Thursday, February 14, 2013

Tribunes and Thievery (Reprise)


“And we’ll be in the office extra early on Wednesday. One never knows what the Illinois corruption beat will serve up next.”  – Editorial Board of Chicago Tribune in April 18th (2012) editorial on Dixon official’s embezzlement of $30 million.

“The ceremony of innocence is drowned;/ The best lack all conviction, while the worst/ Are full of passionate intensity.” –William Butler Yeats on our future in “The Second Coming.”)   

Tribune (Watchdogs of Duplicity)
Noun – an officer in ancient Rome who was elected by the common people (plebians) to protect their rights from the arbitrary and injurious actions of the the wealthy or powerful (the patricians)  

Today, Valentine's Day, Rita Crundwell will be sentenced for what the Tribune Company calls "the greatest theft of government funds in Illinois history."  Wrong.

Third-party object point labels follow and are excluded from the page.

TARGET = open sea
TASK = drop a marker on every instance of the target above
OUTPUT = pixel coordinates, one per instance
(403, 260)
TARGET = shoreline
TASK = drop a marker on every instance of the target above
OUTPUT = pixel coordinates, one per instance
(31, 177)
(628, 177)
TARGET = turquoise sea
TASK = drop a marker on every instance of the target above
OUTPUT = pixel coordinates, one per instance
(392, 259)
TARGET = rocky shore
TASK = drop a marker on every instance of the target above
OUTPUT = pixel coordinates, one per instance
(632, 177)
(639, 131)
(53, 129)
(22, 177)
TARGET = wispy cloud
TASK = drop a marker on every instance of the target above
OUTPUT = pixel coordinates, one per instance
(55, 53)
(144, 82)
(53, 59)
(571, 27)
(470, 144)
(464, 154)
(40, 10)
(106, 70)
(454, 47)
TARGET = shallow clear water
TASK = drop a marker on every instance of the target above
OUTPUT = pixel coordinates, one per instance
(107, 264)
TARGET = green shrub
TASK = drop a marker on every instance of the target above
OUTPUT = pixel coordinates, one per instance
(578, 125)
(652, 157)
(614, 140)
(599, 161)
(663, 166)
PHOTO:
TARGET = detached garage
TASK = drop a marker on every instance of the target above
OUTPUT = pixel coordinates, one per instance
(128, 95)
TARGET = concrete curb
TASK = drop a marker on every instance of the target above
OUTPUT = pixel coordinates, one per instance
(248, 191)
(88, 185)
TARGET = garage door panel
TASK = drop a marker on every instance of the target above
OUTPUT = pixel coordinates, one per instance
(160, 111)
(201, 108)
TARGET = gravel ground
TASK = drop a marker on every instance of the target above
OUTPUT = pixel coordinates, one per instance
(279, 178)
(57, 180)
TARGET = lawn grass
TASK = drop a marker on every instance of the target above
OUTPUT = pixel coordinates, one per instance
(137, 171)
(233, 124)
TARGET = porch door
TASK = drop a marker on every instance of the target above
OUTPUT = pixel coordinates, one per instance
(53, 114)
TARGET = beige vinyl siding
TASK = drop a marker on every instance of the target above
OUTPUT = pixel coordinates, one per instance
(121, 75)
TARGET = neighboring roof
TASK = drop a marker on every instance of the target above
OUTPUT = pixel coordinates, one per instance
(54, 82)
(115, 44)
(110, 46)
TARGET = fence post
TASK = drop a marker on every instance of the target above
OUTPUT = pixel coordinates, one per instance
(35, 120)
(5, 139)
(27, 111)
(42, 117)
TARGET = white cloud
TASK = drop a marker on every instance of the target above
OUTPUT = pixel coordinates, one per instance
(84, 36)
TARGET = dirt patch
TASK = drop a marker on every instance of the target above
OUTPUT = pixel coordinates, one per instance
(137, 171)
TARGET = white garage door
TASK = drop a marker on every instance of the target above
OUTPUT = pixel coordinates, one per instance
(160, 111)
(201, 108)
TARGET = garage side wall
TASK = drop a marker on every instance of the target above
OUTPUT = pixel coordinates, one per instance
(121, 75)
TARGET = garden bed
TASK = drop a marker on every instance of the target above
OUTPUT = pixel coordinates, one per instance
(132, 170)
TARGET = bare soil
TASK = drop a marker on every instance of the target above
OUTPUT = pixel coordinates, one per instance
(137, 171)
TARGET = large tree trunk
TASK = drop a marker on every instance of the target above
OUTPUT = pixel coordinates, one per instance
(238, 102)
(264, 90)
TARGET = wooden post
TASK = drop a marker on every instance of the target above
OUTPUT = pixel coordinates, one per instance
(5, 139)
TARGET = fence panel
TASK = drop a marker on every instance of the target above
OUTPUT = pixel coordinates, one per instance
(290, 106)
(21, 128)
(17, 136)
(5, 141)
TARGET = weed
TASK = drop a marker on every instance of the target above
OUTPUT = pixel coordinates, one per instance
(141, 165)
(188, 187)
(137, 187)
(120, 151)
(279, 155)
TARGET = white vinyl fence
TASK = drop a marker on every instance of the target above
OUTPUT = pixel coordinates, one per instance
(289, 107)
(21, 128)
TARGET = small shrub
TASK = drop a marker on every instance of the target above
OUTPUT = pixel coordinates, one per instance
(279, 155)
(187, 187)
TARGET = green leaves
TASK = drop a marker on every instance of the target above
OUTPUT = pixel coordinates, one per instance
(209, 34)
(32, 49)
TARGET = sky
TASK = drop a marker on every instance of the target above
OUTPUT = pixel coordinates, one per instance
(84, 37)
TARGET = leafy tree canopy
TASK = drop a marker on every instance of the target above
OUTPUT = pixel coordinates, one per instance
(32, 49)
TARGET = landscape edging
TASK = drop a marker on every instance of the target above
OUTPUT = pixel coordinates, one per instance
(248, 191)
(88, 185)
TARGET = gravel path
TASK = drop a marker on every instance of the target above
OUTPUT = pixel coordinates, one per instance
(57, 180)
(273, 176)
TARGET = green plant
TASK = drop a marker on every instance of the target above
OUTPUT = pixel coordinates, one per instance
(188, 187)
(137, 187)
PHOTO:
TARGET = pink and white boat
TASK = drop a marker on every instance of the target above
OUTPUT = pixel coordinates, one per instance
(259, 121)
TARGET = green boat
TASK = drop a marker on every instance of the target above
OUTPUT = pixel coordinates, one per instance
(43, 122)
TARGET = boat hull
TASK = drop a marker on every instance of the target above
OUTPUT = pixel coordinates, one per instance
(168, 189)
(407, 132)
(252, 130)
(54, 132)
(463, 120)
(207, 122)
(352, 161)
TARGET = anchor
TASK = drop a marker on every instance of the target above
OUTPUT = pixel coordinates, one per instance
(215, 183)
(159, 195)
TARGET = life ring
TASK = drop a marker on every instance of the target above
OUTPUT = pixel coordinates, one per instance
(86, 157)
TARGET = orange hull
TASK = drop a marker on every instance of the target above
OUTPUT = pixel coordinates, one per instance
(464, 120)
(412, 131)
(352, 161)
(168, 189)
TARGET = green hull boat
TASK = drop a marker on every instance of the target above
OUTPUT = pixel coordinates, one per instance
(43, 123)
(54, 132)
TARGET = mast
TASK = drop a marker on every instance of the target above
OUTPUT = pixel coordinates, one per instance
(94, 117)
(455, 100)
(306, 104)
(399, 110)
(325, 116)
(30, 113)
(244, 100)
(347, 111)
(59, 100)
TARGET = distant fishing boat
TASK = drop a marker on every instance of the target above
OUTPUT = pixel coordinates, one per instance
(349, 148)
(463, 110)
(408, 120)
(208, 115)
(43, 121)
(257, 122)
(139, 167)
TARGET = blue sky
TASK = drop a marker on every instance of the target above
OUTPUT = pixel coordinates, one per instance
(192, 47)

Back on Wednesday, April 18, 2012, the Chicago Tribune Editorial page sarcastically trumpeted its frustration and exhaustion in yet one more routine day on “the Illinois corruption beat.”  “The real shocker of the day,” says the editorial board is what has happened to poor Dixon, Illinois, where the chief financial officer has allegedly misappropriated over $30 million in city funds for her own purposes (“Hall-of-Infamy corruption?”  Editorials. Chicago Tribune. 18 April 2012).   We found out later it was far more - as much as $50 million. It is now apparent that one Rita Crundwell (pictured at right) had maintained an extravagant lifestyle and collection of ultra-expensive vehicles and accessories.  In fact, as more information came to light, amounts of money taken exceeded $50 million.  According to the St. Louis Today news, Rita “pocketed the equivalent of almost one-third of Dixon’s $9 million general fund budget every year for 21 years – about $3,300 for every man, woman, and child in town.  If true, it would be one of the biggest public embezzlement schemes ever” (McDermott, Kevin. In tiny Dixon, Ill., a theft for the ages.  13 May 2012).  Actually, that is incorrect.  One of the greatest public embezzlement schemes was and continues to be perpetrated on the public workers in Illinois by the politicians– at least since 1953.

Let me explain.

Surprisingly, Dixon is a microcosm (small world representation) of Illinois and its citizens; the same Tribune editorial reminded its readers that the little city’s median household income in 2010 was only $35,720 (Hall-of-Infamy).  Sadly, the diminutive size of the town is reflected in its financial holdings as well as it severe pain for its lost from stolen money.  “The size of the losses represents a staggering hit for the small northwest Illinois town with a budget of only about $8 million to $9 million a year, leaving residents bewildered (Grimm, Andy & Jenco, Melissa.  “$30 million theft case staggers small town.”  Chicago Tribune.  18 April 2012).  BEWILDERED is indeed the operative word, and one that describes perfectly the sense of loss that an individual must feel once he or she has been duped or the victim of a huckster, schemer, or canard.  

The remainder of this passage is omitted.